Kedua, orang yang datang kepada Pangersa Abah karena ia memang berlatar belakang santri. Di kalangan santri tradisional biasanya belum lengkap jika ilmu-ilmu yang sudah ada padanya tanpa dilengkapi ilmu batin. Entah untuk sekadar olah kanuragan atau memang ia sudah terbiasa merafalkan wirid-wirid. Sehingga dengan tambahan wirid dari Pangersa Abah Anom diantara mereka ada yang meningkat kepercayaan dirinya.
Terakhir, orang yang datang kepada Pangersa Abah yang memang sedang dalam proses pencarian spiritual. Diantara mereka datang kepada Pangersa Abah karena baru saja mengalami pengalaman spiritual tertentu yang dalam proses selanjutnya merasa harus menemui Pangersa Abah atas dorongan pengalaman spiritual itu. Atau yang datang kepada Pangersa Abah atas dorongan proses studi intelektualitas. Mereka melakukan penelitian ilmiah secara intensif mengenai ajaran Pangersa Abah dan komunitas yang beliau pimpin, yang pada akhirnya membawa mereka pada pengalaman-pengalaman batin yang menyejukkan. Pun orang yang datang kepada Pangersa Abah atas dorongan tambahan bekal untuk pengembangan dakwah islamiyah di masyarakat.
Berbagai solusi pun diberikan Pangersa Abah, disesuaikan dengan niatan awal orang-orang yang datang kepada beliau. Untuk golongan pertama cocok untuk mereka solusi pragmatis yang bersifat instan dan hal-hal ajaib. Untuk golongan kedua solusi yang membawa pada ketentraman batin tepat sekali. Sedangkan untuk golongan ketiga mereka akan merasakan jawaban-jawaban substansial atas pertanyaan-pertanyaan selama ini melalui proses pencarian hakikat dengan mempraktekkan seluruh ajaran dari Pangersa Abah.

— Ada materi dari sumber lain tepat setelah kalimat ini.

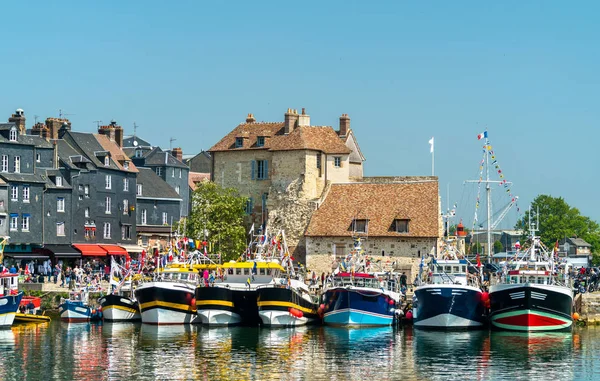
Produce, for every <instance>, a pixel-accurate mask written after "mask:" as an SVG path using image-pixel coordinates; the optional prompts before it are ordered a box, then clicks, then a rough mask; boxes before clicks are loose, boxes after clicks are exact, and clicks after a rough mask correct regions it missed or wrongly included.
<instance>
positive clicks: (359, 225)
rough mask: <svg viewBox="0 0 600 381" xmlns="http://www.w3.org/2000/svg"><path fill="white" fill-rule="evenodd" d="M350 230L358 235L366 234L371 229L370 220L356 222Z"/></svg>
mask: <svg viewBox="0 0 600 381" xmlns="http://www.w3.org/2000/svg"><path fill="white" fill-rule="evenodd" d="M350 228H351V229H352V231H354V232H357V233H366V232H367V229H368V228H369V220H358V219H357V220H354V221H352V226H351V227H350Z"/></svg>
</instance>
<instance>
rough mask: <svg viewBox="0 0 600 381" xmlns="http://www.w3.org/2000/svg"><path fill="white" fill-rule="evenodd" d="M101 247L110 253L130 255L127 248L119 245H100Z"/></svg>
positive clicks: (104, 249) (111, 253)
mask: <svg viewBox="0 0 600 381" xmlns="http://www.w3.org/2000/svg"><path fill="white" fill-rule="evenodd" d="M100 247H101V248H102V249H104V250H106V252H107V253H108V255H125V256H127V255H128V254H127V250H125V249H123V248H122V247H120V246H117V245H100Z"/></svg>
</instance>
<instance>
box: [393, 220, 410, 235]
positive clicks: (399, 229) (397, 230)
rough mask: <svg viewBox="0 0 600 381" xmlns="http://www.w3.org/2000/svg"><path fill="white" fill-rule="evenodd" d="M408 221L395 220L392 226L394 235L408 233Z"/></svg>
mask: <svg viewBox="0 0 600 381" xmlns="http://www.w3.org/2000/svg"><path fill="white" fill-rule="evenodd" d="M409 221H410V220H403V219H395V220H394V225H393V226H392V227H393V229H394V231H395V232H396V233H408V222H409Z"/></svg>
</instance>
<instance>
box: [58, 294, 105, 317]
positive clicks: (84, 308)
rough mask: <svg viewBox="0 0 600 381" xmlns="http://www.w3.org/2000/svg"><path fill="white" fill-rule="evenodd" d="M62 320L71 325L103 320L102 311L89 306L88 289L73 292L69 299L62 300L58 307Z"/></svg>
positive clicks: (69, 296) (68, 298) (69, 295)
mask: <svg viewBox="0 0 600 381" xmlns="http://www.w3.org/2000/svg"><path fill="white" fill-rule="evenodd" d="M58 313H59V315H60V319H61V320H62V321H65V322H69V323H84V322H89V321H96V320H101V319H102V311H100V310H97V309H96V308H93V307H92V306H90V304H89V292H88V290H87V288H85V287H84V288H82V289H80V290H77V291H71V292H70V293H69V298H68V299H61V302H60V305H59V306H58Z"/></svg>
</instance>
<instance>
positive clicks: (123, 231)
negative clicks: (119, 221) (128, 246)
mask: <svg viewBox="0 0 600 381" xmlns="http://www.w3.org/2000/svg"><path fill="white" fill-rule="evenodd" d="M121 239H124V240H129V239H131V225H123V226H121Z"/></svg>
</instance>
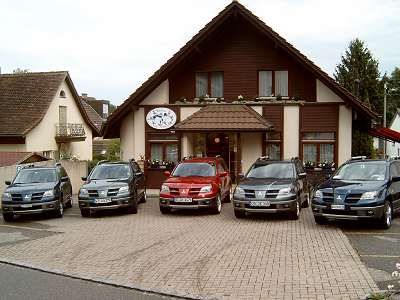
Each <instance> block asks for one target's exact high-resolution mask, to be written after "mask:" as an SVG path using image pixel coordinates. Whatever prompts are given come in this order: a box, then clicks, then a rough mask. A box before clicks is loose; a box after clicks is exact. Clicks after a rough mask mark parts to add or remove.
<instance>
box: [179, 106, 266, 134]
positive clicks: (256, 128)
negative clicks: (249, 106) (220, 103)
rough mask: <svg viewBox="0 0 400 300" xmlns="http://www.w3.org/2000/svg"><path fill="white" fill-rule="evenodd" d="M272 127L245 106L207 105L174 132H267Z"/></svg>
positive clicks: (248, 108)
mask: <svg viewBox="0 0 400 300" xmlns="http://www.w3.org/2000/svg"><path fill="white" fill-rule="evenodd" d="M272 128H273V127H272V125H271V124H270V123H268V122H267V121H266V120H265V119H264V118H263V117H262V116H260V115H259V114H258V113H257V112H256V111H255V110H254V109H252V108H251V107H248V106H247V105H238V104H223V105H222V104H215V105H208V106H205V107H203V108H202V109H200V110H199V111H197V112H195V113H194V114H192V115H191V116H189V117H188V118H187V119H185V120H183V121H182V122H180V123H178V124H176V125H175V126H174V130H176V131H215V130H217V131H218V130H222V131H258V132H260V131H268V130H272Z"/></svg>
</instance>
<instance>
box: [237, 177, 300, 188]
mask: <svg viewBox="0 0 400 300" xmlns="http://www.w3.org/2000/svg"><path fill="white" fill-rule="evenodd" d="M293 181H294V180H293V179H273V178H265V179H258V178H257V179H255V178H254V179H253V178H245V179H243V180H242V181H241V182H240V183H239V185H238V186H240V187H241V188H243V189H249V190H267V189H269V190H271V189H273V190H278V189H281V188H285V187H288V186H290V185H292V184H293Z"/></svg>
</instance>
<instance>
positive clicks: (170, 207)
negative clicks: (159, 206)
mask: <svg viewBox="0 0 400 300" xmlns="http://www.w3.org/2000/svg"><path fill="white" fill-rule="evenodd" d="M160 211H161V213H162V214H163V215H167V214H169V213H171V207H165V206H160Z"/></svg>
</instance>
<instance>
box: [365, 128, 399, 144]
mask: <svg viewBox="0 0 400 300" xmlns="http://www.w3.org/2000/svg"><path fill="white" fill-rule="evenodd" d="M368 134H369V135H372V136H374V137H377V138H380V139H384V140H389V141H392V142H397V143H400V132H397V131H394V130H392V129H389V128H385V127H381V128H374V129H371V130H370V131H368Z"/></svg>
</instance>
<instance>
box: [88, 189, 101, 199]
mask: <svg viewBox="0 0 400 300" xmlns="http://www.w3.org/2000/svg"><path fill="white" fill-rule="evenodd" d="M88 192H89V197H93V198H95V197H98V196H99V193H98V192H97V191H96V190H89V191H88Z"/></svg>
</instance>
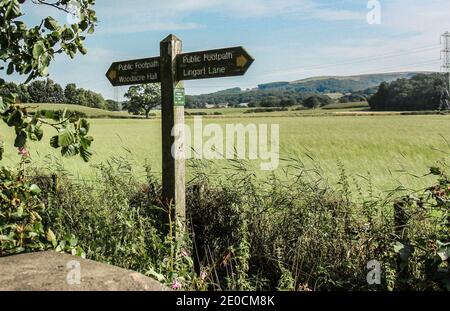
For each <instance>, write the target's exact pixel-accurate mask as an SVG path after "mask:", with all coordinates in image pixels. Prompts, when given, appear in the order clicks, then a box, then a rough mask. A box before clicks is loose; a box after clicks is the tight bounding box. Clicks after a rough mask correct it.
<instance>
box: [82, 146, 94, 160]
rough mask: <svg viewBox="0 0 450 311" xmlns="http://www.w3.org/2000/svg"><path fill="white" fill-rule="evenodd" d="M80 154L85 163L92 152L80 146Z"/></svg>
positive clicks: (88, 157) (89, 156) (91, 155)
mask: <svg viewBox="0 0 450 311" xmlns="http://www.w3.org/2000/svg"><path fill="white" fill-rule="evenodd" d="M80 156H81V158H82V159H83V161H84V162H86V163H87V162H89V160H90V159H91V157H92V152H90V151H89V150H87V149H85V148H83V147H82V148H80Z"/></svg>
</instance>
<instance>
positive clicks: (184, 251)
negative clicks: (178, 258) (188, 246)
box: [181, 249, 189, 257]
mask: <svg viewBox="0 0 450 311" xmlns="http://www.w3.org/2000/svg"><path fill="white" fill-rule="evenodd" d="M181 256H182V257H189V252H188V251H187V250H185V249H183V250H181Z"/></svg>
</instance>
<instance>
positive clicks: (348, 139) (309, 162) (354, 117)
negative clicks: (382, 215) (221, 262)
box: [0, 115, 450, 190]
mask: <svg viewBox="0 0 450 311" xmlns="http://www.w3.org/2000/svg"><path fill="white" fill-rule="evenodd" d="M211 122H214V123H217V124H219V125H221V126H223V127H224V126H225V124H229V123H242V124H248V123H255V124H259V123H269V124H279V125H280V135H281V137H280V152H281V158H288V157H298V158H299V159H301V160H303V161H305V162H306V163H307V165H308V166H313V165H314V163H313V161H312V160H311V159H314V161H315V163H316V164H317V165H318V166H320V167H321V168H322V169H323V171H324V173H325V176H327V177H329V178H330V179H332V180H334V181H335V180H336V178H337V176H338V167H339V163H341V164H342V165H343V167H344V168H345V169H346V171H347V174H348V175H349V176H354V177H355V178H357V179H358V180H361V182H362V181H363V180H364V178H362V177H359V176H368V175H370V177H371V179H372V181H373V183H374V184H375V185H376V186H378V187H380V188H382V189H383V190H388V189H391V188H393V187H396V186H398V185H399V184H400V183H401V184H403V185H405V186H408V187H422V186H426V185H427V184H426V180H424V179H421V180H418V179H417V178H415V177H413V176H411V175H407V174H404V173H402V171H403V172H408V173H410V174H415V175H418V176H421V175H425V174H426V173H427V171H428V167H429V166H431V165H433V164H434V163H435V162H436V161H438V160H440V159H442V158H444V157H445V156H447V155H448V154H449V153H450V147H449V146H448V145H447V143H446V141H445V139H444V138H446V139H450V116H439V115H430V116H342V117H332V116H320V117H318V116H316V117H307V116H305V117H301V118H286V117H272V118H269V119H267V118H248V119H245V118H233V117H228V118H220V119H213V118H207V119H204V124H205V125H206V124H208V123H211ZM187 123H188V124H189V123H192V119H188V120H187ZM91 131H92V135H93V136H94V137H95V143H94V148H93V149H94V153H95V154H94V156H93V159H92V162H91V163H90V164H85V163H83V162H82V161H81V160H79V159H63V160H62V161H61V163H63V165H64V166H65V167H66V168H67V169H68V170H69V171H70V172H72V173H73V174H74V175H79V176H89V174H90V171H91V170H90V165H92V164H95V163H99V162H101V161H104V160H106V159H108V158H110V157H112V156H118V155H120V156H125V157H127V158H129V159H131V160H132V161H133V162H134V164H135V165H136V167H139V166H140V165H141V164H143V163H145V162H146V161H147V162H148V163H149V164H151V165H152V167H153V169H154V171H155V172H160V171H161V134H160V132H161V130H160V121H159V120H158V119H153V120H128V119H125V120H112V119H93V120H91ZM0 133H1V136H2V138H3V139H4V140H5V142H6V147H7V148H6V150H7V153H6V157H5V162H6V163H9V164H11V163H13V162H15V161H17V160H18V156H17V155H16V153H17V152H16V151H15V150H14V149H13V148H11V146H10V144H11V143H12V139H13V131H12V130H11V129H7V128H6V127H5V125H4V124H1V125H0ZM52 134H53V132H52V131H51V130H50V129H48V130H46V136H45V138H44V140H46V141H45V142H43V143H37V144H36V143H33V144H32V145H31V146H30V151H31V152H32V155H33V159H34V161H35V163H36V164H37V165H44V162H47V161H48V160H45V157H46V155H48V154H53V155H56V156H57V157H59V156H58V153H57V152H54V151H52V150H50V147H49V146H48V139H49V138H50V135H52ZM439 150H442V151H439ZM446 152H447V153H446ZM217 164H219V165H220V166H226V165H227V162H226V161H222V160H221V161H218V163H217ZM253 164H255V165H254V167H255V168H256V167H258V166H257V163H253ZM283 166H286V163H283V164H282V165H281V167H283ZM278 171H279V172H280V173H281V168H280V169H279V170H278Z"/></svg>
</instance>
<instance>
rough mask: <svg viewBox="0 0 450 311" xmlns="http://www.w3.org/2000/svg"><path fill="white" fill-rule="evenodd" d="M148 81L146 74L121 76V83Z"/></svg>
mask: <svg viewBox="0 0 450 311" xmlns="http://www.w3.org/2000/svg"><path fill="white" fill-rule="evenodd" d="M144 81H146V76H131V77H119V82H120V83H136V82H144Z"/></svg>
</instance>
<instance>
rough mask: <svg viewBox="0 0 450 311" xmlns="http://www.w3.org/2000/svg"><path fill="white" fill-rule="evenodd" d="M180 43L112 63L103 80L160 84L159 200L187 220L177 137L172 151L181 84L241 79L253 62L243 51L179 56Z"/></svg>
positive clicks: (179, 108) (120, 82) (241, 50)
mask: <svg viewBox="0 0 450 311" xmlns="http://www.w3.org/2000/svg"><path fill="white" fill-rule="evenodd" d="M181 50H182V42H181V40H180V39H178V38H177V37H176V36H174V35H169V36H168V37H167V38H165V39H164V40H163V41H161V43H160V56H159V57H152V58H144V59H136V60H128V61H123V62H115V63H113V64H112V65H111V66H110V67H109V69H108V72H107V73H106V77H107V78H108V80H109V81H110V82H111V84H112V85H113V86H124V85H134V84H146V83H159V82H160V83H161V129H162V137H163V139H162V188H163V189H162V197H163V201H164V204H167V206H171V205H174V206H175V215H174V217H178V218H179V219H180V220H181V223H184V222H185V220H186V209H185V205H186V192H185V191H186V166H185V160H184V156H181V157H177V156H174V155H173V152H174V151H175V154H178V155H179V154H181V155H184V152H185V151H184V149H183V148H184V145H185V144H184V143H185V142H184V140H185V137H184V136H183V135H181V136H180V137H177V138H176V140H177V142H178V146H179V147H178V150H173V149H172V148H173V146H174V142H175V137H174V134H173V129H174V128H176V126H178V125H184V106H185V104H186V99H185V98H186V97H185V91H184V88H183V87H182V86H183V84H180V83H179V82H180V81H183V80H196V79H208V78H221V77H232V76H242V75H244V74H245V73H246V72H247V70H248V68H249V67H250V65H251V64H252V63H253V61H254V59H253V58H252V57H251V56H250V55H249V54H248V53H247V51H246V50H245V49H244V48H243V47H233V48H225V49H219V50H209V51H202V52H194V53H186V54H182V53H181V52H182V51H181Z"/></svg>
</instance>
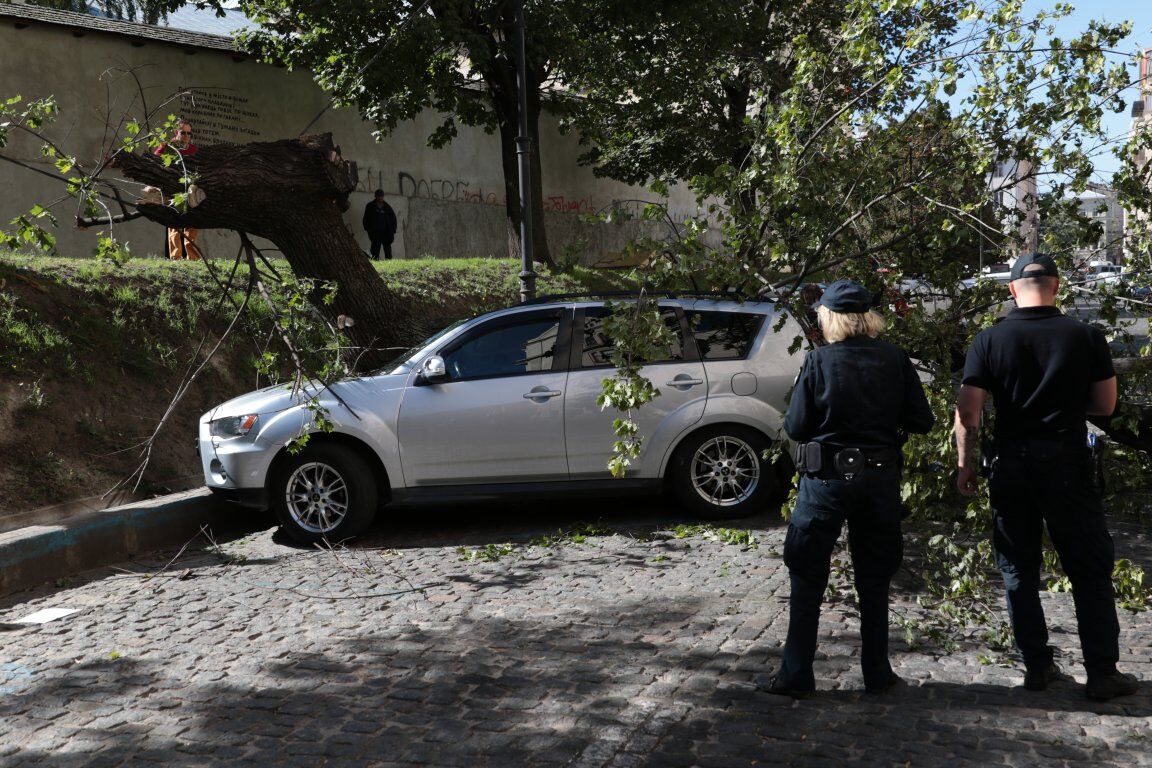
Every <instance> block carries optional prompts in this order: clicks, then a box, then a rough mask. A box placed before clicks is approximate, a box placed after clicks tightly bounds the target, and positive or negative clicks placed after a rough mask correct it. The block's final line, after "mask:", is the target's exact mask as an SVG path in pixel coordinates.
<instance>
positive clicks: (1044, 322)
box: [964, 306, 1115, 446]
mask: <svg viewBox="0 0 1152 768" xmlns="http://www.w3.org/2000/svg"><path fill="white" fill-rule="evenodd" d="M1114 375H1115V371H1114V370H1113V367H1112V353H1111V352H1109V351H1108V342H1107V341H1106V340H1105V337H1104V334H1102V333H1101V332H1100V330H1099V329H1098V328H1093V327H1092V326H1090V325H1086V324H1084V322H1081V321H1079V320H1075V319H1073V318H1069V317H1064V314H1063V313H1061V312H1060V310H1059V309H1056V307H1054V306H1032V307H1025V309H1016V310H1013V311H1011V312H1010V313H1009V314H1008V317H1006V318H1005V319H1003V320H1001V321H1000V322H998V324H996V325H994V326H992V327H991V328H987V329H985V330H982V332H980V333H979V334H978V335H977V336H976V339H975V340H973V341H972V348H971V349H970V350H968V359H967V360H965V362H964V383H967V385H971V386H973V387H979V388H980V389H985V390H987V391H990V393H992V398H993V402H994V403H995V406H996V426H995V434H996V436H998V438H1001V439H1003V438H1038V439H1041V440H1059V441H1061V442H1066V443H1069V444H1074V446H1083V444H1084V442H1085V441H1086V440H1087V428H1086V427H1085V426H1084V419H1085V418H1086V410H1087V401H1089V397H1090V394H1091V388H1092V383H1093V382H1097V381H1104V380H1106V379H1111V378H1112V377H1114Z"/></svg>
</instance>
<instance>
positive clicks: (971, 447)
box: [956, 425, 979, 469]
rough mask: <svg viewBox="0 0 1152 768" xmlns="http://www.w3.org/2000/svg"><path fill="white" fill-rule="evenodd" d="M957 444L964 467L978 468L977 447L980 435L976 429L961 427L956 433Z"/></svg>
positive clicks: (962, 425) (960, 425) (956, 439)
mask: <svg viewBox="0 0 1152 768" xmlns="http://www.w3.org/2000/svg"><path fill="white" fill-rule="evenodd" d="M956 444H957V448H958V449H960V461H961V465H962V466H967V467H970V469H975V467H976V461H977V457H976V447H977V444H979V433H978V429H976V428H975V427H969V426H967V425H960V428H958V429H957V431H956Z"/></svg>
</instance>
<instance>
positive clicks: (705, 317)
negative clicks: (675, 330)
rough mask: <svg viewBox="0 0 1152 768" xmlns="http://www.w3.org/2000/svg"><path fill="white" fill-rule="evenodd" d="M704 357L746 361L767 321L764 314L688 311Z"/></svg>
mask: <svg viewBox="0 0 1152 768" xmlns="http://www.w3.org/2000/svg"><path fill="white" fill-rule="evenodd" d="M687 314H688V325H689V327H690V328H691V329H692V336H695V339H696V345H697V348H699V350H700V359H702V360H742V359H744V358H745V357H748V352H749V350H751V348H752V341H753V340H755V339H756V334H757V333H759V330H760V325H761V324H763V322H764V315H763V314H749V313H745V312H706V311H692V312H688V313H687Z"/></svg>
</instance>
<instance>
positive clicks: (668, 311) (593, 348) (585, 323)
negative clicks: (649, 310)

Memperhatikan ketiga kategori ini maka segmen dakwah TQN pun mengkristal pada kalangan-kalangan sebagai berikut:
  • Masyarakat Awam
  • Pelajar dan Mahasiswa
  • Tokoh-tokoh yang berpengaruh di masyarakat
  • Ilmuwan dan Profesional
Diibaratkan sebuah piramida, kalangan pertama adalah kalangan yang paling banyak dan berada pada lapisan terbawah, lapisan diatasnya jumlahnya agak lebih sedikit dibanding yang pertama. Diatasnya lagi kelompok ketiga. Posisi teratas ditempati oleh kelompok keempat. Untuk memperkokoh, memperluas dan meningkatkan bangunan piramida, kita harus mempertinggi puncak dan memperluas landasannya. Agar dakwah TQN semakin meluas dan diterima seluruh kelompok masyarakat, kita harus banyak menjaring keempat kelompok diatas.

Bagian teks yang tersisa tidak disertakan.